The two biggest differences between the New York and Hoboken were the venues and the polish.

New York's was indoors in a dark hall, and very slick, with top-ranking postal officials and a film tribute. Hoboken's was outdoors on a bright and sunny afternoon, and very much a hometown celebration. There were sunbathers and frisbee throwers in Pier A Park, right on the Hudson River, when we arrived.

There was also a postal truck selling the new stamp, other stamps, and various USPS souvenirs, at the western end of the park, furthest away from the river (but on the closest street). And a few hundred yards from the speakers' platform set up near the river was a long USPS table where stamps and souvenirs were also being sold, and cancellations applied.

There ceremony started about 15-20 minutes late, while postal workers tried to make sure the large poster of the stamp design didn't blow away. The eventual solution was to station three workers next to and behind the blow-up to hold it down (and hold up the clothing covering the design until it was time for the dignitaries to "pull it off").

Postmaster Artie Tate was the master of ceremonies in Hoboken (versus Dave Failor, the top stamp manager at postal headquarters, at the New York event).
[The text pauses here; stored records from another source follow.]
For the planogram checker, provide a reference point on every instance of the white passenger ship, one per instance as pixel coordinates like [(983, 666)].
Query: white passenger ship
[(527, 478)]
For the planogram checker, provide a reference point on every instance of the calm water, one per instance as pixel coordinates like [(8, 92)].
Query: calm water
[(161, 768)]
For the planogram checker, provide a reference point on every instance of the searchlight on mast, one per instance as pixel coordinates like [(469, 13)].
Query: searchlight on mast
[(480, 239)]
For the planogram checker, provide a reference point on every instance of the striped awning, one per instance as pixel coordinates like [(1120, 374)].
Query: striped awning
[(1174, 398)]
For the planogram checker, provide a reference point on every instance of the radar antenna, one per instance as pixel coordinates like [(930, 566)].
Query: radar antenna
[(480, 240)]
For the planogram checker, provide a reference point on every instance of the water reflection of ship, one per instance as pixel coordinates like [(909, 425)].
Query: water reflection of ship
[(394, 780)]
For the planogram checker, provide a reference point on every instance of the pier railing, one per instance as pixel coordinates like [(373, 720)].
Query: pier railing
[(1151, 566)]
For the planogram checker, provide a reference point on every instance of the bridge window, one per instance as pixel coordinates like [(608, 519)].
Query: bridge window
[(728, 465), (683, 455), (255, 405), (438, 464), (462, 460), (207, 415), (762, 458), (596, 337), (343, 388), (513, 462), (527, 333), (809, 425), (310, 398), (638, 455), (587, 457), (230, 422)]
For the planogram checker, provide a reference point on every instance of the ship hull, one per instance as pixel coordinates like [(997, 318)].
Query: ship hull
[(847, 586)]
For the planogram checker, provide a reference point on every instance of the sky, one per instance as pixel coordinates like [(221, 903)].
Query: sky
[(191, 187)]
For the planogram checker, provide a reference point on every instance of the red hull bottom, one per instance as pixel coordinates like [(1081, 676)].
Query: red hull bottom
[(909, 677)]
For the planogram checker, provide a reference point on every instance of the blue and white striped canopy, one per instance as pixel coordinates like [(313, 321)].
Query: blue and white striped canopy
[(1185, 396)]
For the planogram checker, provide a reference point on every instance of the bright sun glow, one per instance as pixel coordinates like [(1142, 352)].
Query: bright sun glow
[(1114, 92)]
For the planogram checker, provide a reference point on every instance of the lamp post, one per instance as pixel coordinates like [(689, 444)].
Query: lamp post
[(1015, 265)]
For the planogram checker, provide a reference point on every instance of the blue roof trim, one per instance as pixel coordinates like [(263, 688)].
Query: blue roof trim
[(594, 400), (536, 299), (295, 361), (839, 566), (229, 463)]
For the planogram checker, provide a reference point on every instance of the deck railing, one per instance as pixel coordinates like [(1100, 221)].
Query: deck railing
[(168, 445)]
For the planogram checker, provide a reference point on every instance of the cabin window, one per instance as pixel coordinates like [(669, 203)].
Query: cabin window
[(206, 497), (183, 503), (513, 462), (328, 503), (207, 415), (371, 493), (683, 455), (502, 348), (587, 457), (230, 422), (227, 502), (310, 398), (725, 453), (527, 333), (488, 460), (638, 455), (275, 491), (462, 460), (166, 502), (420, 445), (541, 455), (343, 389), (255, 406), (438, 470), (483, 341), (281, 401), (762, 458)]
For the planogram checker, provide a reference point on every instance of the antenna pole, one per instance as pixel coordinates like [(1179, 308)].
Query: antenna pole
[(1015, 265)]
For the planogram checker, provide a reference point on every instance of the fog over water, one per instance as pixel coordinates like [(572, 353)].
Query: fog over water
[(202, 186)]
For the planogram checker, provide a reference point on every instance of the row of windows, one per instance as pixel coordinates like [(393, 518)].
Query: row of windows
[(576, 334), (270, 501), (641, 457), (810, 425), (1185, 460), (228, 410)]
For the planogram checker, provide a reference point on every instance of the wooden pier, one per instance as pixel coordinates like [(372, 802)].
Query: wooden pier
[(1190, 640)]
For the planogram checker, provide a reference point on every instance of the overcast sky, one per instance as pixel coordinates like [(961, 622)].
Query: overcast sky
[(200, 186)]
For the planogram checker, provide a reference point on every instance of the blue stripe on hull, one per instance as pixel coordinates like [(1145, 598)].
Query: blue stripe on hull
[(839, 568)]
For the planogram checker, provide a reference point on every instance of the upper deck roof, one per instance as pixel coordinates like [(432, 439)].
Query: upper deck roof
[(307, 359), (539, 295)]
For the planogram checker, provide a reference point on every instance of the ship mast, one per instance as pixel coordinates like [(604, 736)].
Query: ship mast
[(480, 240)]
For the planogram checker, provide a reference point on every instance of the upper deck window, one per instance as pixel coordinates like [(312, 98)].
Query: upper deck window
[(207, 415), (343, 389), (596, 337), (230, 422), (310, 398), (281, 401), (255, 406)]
Tate's daughter sang the national anthem. Postal supervisor Maria Morse, District Manager, Customer Service & Sales of the Northern New Jersey District, read same speech that her ultimate boss, chairman of the Postal Service board of governors Alan C. Kesler, had read that morning. And at various times, Tate seemed to introduce what seemed like every elected official in the area: The police chief, the fire chief, a member of the county board of freeholders, and many more.

That prompted Frank Sinatra, Jr., to recite some of the Italian-American names of the officials introduced and comment, "There's a lot of garlic in this town."

Other than that opening sally, his remarks in Hoboken were similar to those he'd made that morning.

That's not to say the Hoboken event wasn't a good ceremony. It was. It was just different, and very enjoyable, too. It was a day in the park with Frank and his admirers.

One of those admirers was actor Danny Aiello. Since the start of the ceremony was delayed and there were no other celebrities available before the ceremony, Aiello was pounced upon for television interviews. He gave more interviews after the ceremony, and signed some autographs for those who recognized the 74-year-old actor.

Actor Danny Aiello was available for interviews and autographs before and after the ceremony.

Another was celebrity photographer Ron Galella, who mostly took photos of Frank, Jr., and mostly passed unnoticed otherwise.

Ron Galella's 1998 Christmas card.

When the stamp design was unveiled, Rep. Alberto Sires, D-N.J., whose district includes Sinatra's hometown, pointed to the poster and said, "Is that a Hoboken smile or what?"

Again, there was no formal autograph line, no announcement that anyone would sign autographs, but as soon as the ceremony was over, a crowd formed around Frank Sinatra, Jr., and he signed autographs and gave interviews for about 15 minutes.

The fans and TV cameras couldn't get enough of Frank Sinatra, Jr., after the ceremony.

Then he and those assisting him said that was enough, and he began the long walk back to the "green room" at the Frank Sinatra Post Office at the other end of the park.